This project was completed in partial fulfilment of my engineering degree.
The system utilises SUMO traffic simulator and Python 3 with TensorFlow. The system is developed for a minor arterial road intersection with traffic lights with turning signals. Utilising the reinforcement learning algorithm called Deep Q-learning, the system tries to choose the optimal traffic duration and phase to minimise traffic waiting times around the intersection. A 7 second yellow interval was employed, and green durations were adjusted between 10 s, 15 s and 20 s, depending on the vehicle demand. This system is a modified and adapted system developed by [1] as well as extracts from work done by [2, 3]. A more realistic approach was undertaken when developing this system with regards to real world sensors and data. Induction loop sensors were considered and thus the data from these sensors is what is used to drive the system.
Framework: Deep Q-Learning
Environment: A 4-way intersection with 2 incoming lanes and 2 outgoing lanes per arm. The traffic signals include a turning signal. 500 cars were used for the simulation
Sensors: 3 induction loop sensors were placed 21 m apart per approaching lane to the intersection. Totalling 12 sensors used for the intersection. These sensors are used to obtain the waiting times, vehicle occupancy, vehicle position and vehicle velocity used by the agent to obtain the reward and develop the state.

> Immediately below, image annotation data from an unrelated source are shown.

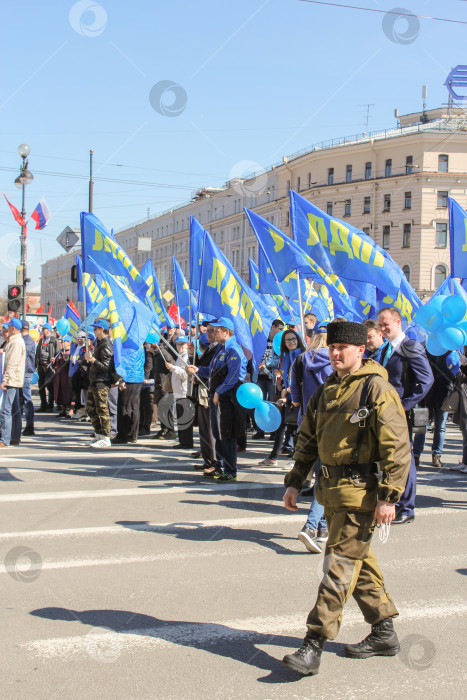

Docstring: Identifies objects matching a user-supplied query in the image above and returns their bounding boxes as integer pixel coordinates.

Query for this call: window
[402,265,410,282]
[434,265,447,289]
[438,153,449,173]
[402,224,412,248]
[435,221,448,248]
[383,224,391,250]
[436,190,449,207]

State: The state is made up of the position and velocity data received from the induction loop sensors as well as the current traffic phase and current duration.
Action: The actions are the traffic phases. Since a turning signal is included, there are 4 possible phases for the intersection. However, the phase durations were as consider. 10 s, 15 s and 20 s green phase durations were used in this system. Therefore, the total number of actions were 12.
Training: Q-learning was used with an Adaptive Momemnt Estimation (ADAM) optimiser. Additionally, Experience Replay techniques were also used so that the system could learn over time based on its previous memory.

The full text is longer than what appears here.